Duchazeau qui m'avait déjà ébloui par son album Les vaincus (avant blog) sur la fin de l'empire inca réitère ici avec ce superbe Méteor slim qui se présente dans un format carré un peu atypique.

Nous sommes en Amérique dans les années 20-30. Le blues est une forme populaire qui prend son essor dans la société noire et se développe dans les bars et cabarets. Nous y suivrons Météor depuis son départ jusqu'à sa mort. Son quotidien se fait dans l'errance, au gré des rencontres et des petits boulots.

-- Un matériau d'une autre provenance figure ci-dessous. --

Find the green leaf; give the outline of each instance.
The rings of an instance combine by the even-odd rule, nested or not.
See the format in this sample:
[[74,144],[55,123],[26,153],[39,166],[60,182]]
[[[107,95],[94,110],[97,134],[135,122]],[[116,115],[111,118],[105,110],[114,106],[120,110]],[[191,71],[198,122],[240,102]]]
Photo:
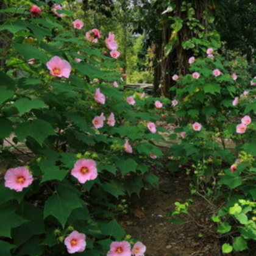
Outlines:
[[12,130],[12,123],[7,118],[0,118],[0,138],[8,138]]
[[242,179],[240,177],[231,175],[225,175],[219,180],[220,184],[224,184],[229,186],[231,189],[236,188],[242,183]]
[[233,243],[233,247],[236,252],[241,252],[248,248],[247,242],[243,236],[238,236]]
[[221,87],[217,84],[207,84],[203,87],[205,93],[215,94],[216,93],[220,93]]
[[0,204],[13,199],[16,200],[20,203],[26,192],[26,190],[23,190],[21,192],[17,193],[15,190],[5,188],[4,182],[1,182],[0,183]]
[[229,244],[224,244],[221,249],[224,254],[229,254],[233,251],[233,247]]
[[68,187],[58,187],[58,194],[49,197],[44,205],[44,218],[55,217],[64,227],[74,209],[82,207],[79,196]]
[[135,172],[137,165],[137,163],[132,158],[119,160],[116,163],[116,166],[120,169],[123,176],[130,172]]
[[66,170],[60,169],[59,166],[56,166],[54,161],[42,160],[38,165],[43,173],[41,183],[52,180],[62,181],[68,174]]
[[238,204],[235,204],[233,207],[230,207],[229,212],[232,215],[235,215],[236,213],[240,213],[242,212],[242,207]]
[[27,222],[26,219],[15,213],[16,210],[11,204],[7,203],[1,205],[0,234],[2,236],[11,238],[11,230]]
[[21,54],[26,60],[30,59],[35,59],[41,60],[43,63],[46,63],[48,58],[47,55],[38,49],[37,48],[29,44],[16,44],[14,48]]
[[106,192],[117,199],[119,196],[124,194],[122,183],[117,180],[112,179],[110,182],[105,182],[102,185],[102,187]]
[[142,182],[142,178],[140,177],[127,179],[125,180],[124,186],[129,196],[133,193],[139,196],[141,188],[144,187],[143,182]]
[[17,213],[28,221],[13,230],[12,237],[15,245],[20,246],[33,236],[44,233],[42,210],[24,201]]
[[7,99],[11,99],[14,94],[13,91],[7,90],[5,87],[0,87],[0,104],[2,104]]
[[12,105],[16,107],[21,115],[33,108],[41,108],[43,107],[44,102],[40,99],[29,99],[27,98],[18,99]]
[[182,224],[185,222],[185,221],[182,219],[172,219],[168,220],[168,222],[174,224]]
[[7,30],[10,31],[12,34],[16,34],[17,32],[27,29],[27,23],[20,19],[17,20],[15,22],[10,22],[4,26],[2,26],[0,27],[0,31]]
[[222,222],[219,226],[217,232],[224,233],[229,232],[231,230],[231,226],[228,222]]
[[20,141],[29,136],[40,145],[42,145],[48,136],[55,134],[49,123],[40,119],[34,119],[31,122],[19,124],[16,128],[15,133]]
[[247,222],[248,222],[248,217],[244,213],[235,215],[235,216],[241,224],[247,224]]
[[115,219],[108,223],[101,224],[100,229],[102,235],[113,236],[116,240],[121,240],[126,234],[123,227]]
[[12,256],[10,250],[16,246],[4,241],[0,241],[0,255],[1,256]]

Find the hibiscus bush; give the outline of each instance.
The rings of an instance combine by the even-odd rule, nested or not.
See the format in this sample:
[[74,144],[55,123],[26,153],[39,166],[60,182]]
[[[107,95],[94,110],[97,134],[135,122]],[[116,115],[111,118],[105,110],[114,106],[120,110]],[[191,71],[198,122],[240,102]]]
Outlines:
[[226,201],[213,220],[219,237],[230,236],[222,247],[229,253],[247,249],[246,240],[255,240],[256,84],[241,59],[227,61],[212,48],[206,52],[188,60],[190,74],[172,77],[173,113],[179,127],[171,137],[181,141],[170,149],[169,168],[183,166],[194,174],[192,193]]
[[0,139],[21,156],[2,146],[0,254],[143,255],[115,213],[120,196],[157,186],[155,99],[124,90],[113,34],[86,31],[60,0],[32,2],[1,10]]

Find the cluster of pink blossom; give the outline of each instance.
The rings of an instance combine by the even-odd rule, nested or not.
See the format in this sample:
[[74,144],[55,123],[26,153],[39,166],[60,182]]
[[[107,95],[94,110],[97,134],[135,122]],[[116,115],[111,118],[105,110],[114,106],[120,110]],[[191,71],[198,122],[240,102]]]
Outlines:
[[127,241],[112,242],[107,256],[144,256],[146,247],[141,242],[137,242],[131,249]]
[[247,126],[252,122],[252,119],[249,116],[244,116],[241,119],[241,123],[236,126],[236,132],[238,133],[244,133],[246,131]]

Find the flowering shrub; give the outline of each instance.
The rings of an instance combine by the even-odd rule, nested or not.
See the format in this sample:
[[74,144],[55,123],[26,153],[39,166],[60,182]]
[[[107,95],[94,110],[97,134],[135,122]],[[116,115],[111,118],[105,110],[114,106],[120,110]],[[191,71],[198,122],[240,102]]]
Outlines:
[[174,160],[169,168],[188,165],[188,172],[196,177],[193,193],[204,191],[210,199],[214,194],[226,201],[213,220],[217,233],[230,236],[231,243],[222,247],[229,253],[247,249],[246,240],[255,240],[255,80],[235,61],[227,62],[212,48],[206,53],[188,60],[191,74],[174,79],[177,87],[171,88],[179,125],[171,137],[181,142],[169,151]]
[[[113,34],[84,30],[86,21],[59,0],[34,2],[1,10],[9,19],[1,29],[13,38],[0,71],[0,138],[12,134],[30,152],[26,166],[4,158],[0,254],[99,255],[124,237],[115,201],[157,185],[148,163],[162,155],[150,141],[160,135],[147,127],[159,118],[155,100],[120,90]],[[136,244],[132,254],[143,255]]]

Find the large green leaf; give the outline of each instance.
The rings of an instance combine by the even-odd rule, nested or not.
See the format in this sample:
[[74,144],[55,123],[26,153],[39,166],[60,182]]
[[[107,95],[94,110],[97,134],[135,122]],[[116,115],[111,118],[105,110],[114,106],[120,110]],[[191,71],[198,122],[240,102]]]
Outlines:
[[224,184],[229,186],[231,189],[236,188],[242,183],[242,179],[240,177],[231,175],[225,175],[219,180],[220,184]]
[[12,130],[12,123],[7,118],[0,118],[0,138],[8,138]]
[[51,124],[45,121],[34,119],[31,122],[22,123],[18,124],[15,133],[20,141],[30,136],[40,145],[50,135],[55,134]]
[[243,236],[238,236],[235,238],[233,243],[233,247],[236,252],[241,252],[247,249],[246,241]]
[[79,196],[68,187],[59,186],[58,194],[49,197],[44,205],[44,218],[55,217],[64,227],[74,209],[82,207]]
[[60,169],[59,166],[56,166],[54,161],[42,160],[38,165],[43,173],[41,183],[52,180],[62,181],[68,174],[66,170]]
[[9,244],[4,241],[0,241],[1,256],[12,256],[10,250],[15,247],[15,246]]
[[46,54],[42,52],[37,48],[29,44],[16,44],[14,48],[26,60],[35,59],[41,60],[43,63],[46,63],[48,58]]
[[13,91],[7,90],[4,86],[0,87],[0,105],[2,104],[7,99],[11,99],[14,94]]
[[0,234],[11,238],[11,230],[27,221],[15,213],[16,208],[7,203],[0,206]]
[[116,166],[120,169],[123,176],[130,172],[135,172],[137,165],[137,163],[132,158],[119,160],[116,162]]
[[24,201],[17,213],[28,221],[13,230],[12,237],[15,245],[20,246],[33,236],[44,233],[42,210]]
[[116,240],[121,240],[126,234],[124,229],[115,219],[108,223],[102,223],[100,229],[102,235],[113,236]]
[[27,98],[24,98],[15,101],[12,107],[15,107],[21,115],[26,112],[31,110],[33,108],[41,108],[43,107],[44,102],[40,99],[30,99]]

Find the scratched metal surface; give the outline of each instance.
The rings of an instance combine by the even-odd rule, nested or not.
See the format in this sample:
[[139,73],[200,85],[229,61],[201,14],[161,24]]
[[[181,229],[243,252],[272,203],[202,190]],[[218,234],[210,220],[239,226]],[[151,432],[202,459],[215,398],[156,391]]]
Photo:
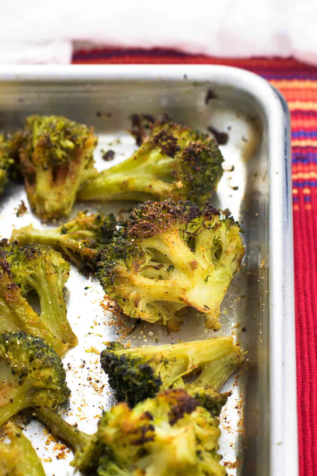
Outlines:
[[[221,415],[220,452],[231,476],[242,473],[245,476],[259,476],[269,474],[270,446],[270,425],[263,413],[265,409],[269,411],[269,302],[266,279],[269,180],[267,122],[256,98],[247,92],[223,87],[219,82],[193,81],[190,74],[188,77],[187,79],[165,81],[159,78],[151,81],[83,79],[73,82],[63,81],[60,77],[56,81],[35,79],[10,84],[3,80],[0,81],[0,120],[4,130],[19,127],[30,114],[65,115],[93,125],[98,136],[95,158],[99,170],[124,160],[135,149],[134,139],[127,132],[133,113],[157,116],[167,111],[174,120],[195,129],[206,131],[211,125],[228,133],[227,144],[221,147],[225,171],[212,202],[221,209],[229,208],[239,220],[245,231],[246,254],[221,305],[222,327],[216,333],[207,329],[202,317],[189,313],[178,333],[168,336],[164,327],[144,323],[125,340],[134,347],[155,344],[154,337],[163,344],[172,339],[234,336],[249,354],[239,378],[235,379],[237,374],[234,374],[224,387],[231,388],[232,394]],[[210,88],[218,97],[206,104],[205,98]],[[102,113],[101,117],[96,114],[99,111]],[[115,151],[115,159],[105,162],[101,150],[109,149]],[[233,166],[234,170],[229,171]],[[17,218],[17,208],[21,200],[27,205],[28,212]],[[23,186],[9,186],[1,200],[2,237],[10,238],[13,227],[20,228],[29,223],[43,228],[52,226],[41,224],[31,213]],[[117,213],[131,205],[123,202],[77,202],[71,217],[83,209]],[[114,403],[99,356],[93,353],[100,352],[105,342],[118,338],[117,328],[111,325],[112,316],[100,305],[104,294],[96,279],[87,280],[71,267],[65,299],[68,318],[78,345],[63,357],[72,395],[62,409],[67,421],[77,423],[78,428],[87,433],[95,431],[103,409]],[[150,331],[153,337],[149,336]],[[58,459],[62,449],[49,443],[40,424],[31,422],[25,434],[41,458],[47,476],[73,475],[74,470],[69,466],[71,451]],[[260,451],[256,450],[259,441]]]

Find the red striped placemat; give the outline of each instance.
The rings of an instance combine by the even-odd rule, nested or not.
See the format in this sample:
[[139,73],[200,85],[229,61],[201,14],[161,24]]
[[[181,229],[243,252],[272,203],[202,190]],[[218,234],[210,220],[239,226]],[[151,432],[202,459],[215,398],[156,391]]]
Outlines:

Personnage imaginaire, Météor Slim a pourtant tout du bluesman légendaire : galères de la route, difficultés à se faire embaucher dans les bars, à se faire connaître, ivresse notoire, frime et envie d'épater les filles pour les mettre dans son lit, rencontres magiques avec Robert Johnson qui l'invite à l'enregistrement d'un disque, avec une autre célébrité avec qui il improvise un boeuf, etc... On le suit à l'enregistrement de son premier disque, à la découverte de son propre disque vinyl, à ses fantasmes de grandeur dans une chambre d'hotel pourrie, à sa chute aussi.

Bref, c'est l'histoire d'un homme qui vit pour le blues et ne peut vivre sans la musique.

L'auteur intercale de nombreuses références dans son récit : chansons de Robert Johnson et autres bluesman, décès de ce dernier, mentions de Charley Patton, Son House, Big Bill Bronzy, etc... Cela donne un album très réaliste qui, par les détails et l'ambiance d'époque, font revivre l'âme du blues.

 

Au niveau du dessin, Duchazeau reprend ici le même genre de travail graphique que sur Les vaincus : du noir et blanc absolument magnifique qui magnifie l'univers du blues noir. L'ombre et la lumière sont beaucoup utilisés, les personnages parfois simplement esquissés pourtant il en ressort une grande force. Il y a quelques pleines pages formidables.

 

Vous l'aurez compris, j'ai adoré cet album ! Lu en écoutant un album de Robert Johnson, je me suis totalement immergée dans cet univers passionnant !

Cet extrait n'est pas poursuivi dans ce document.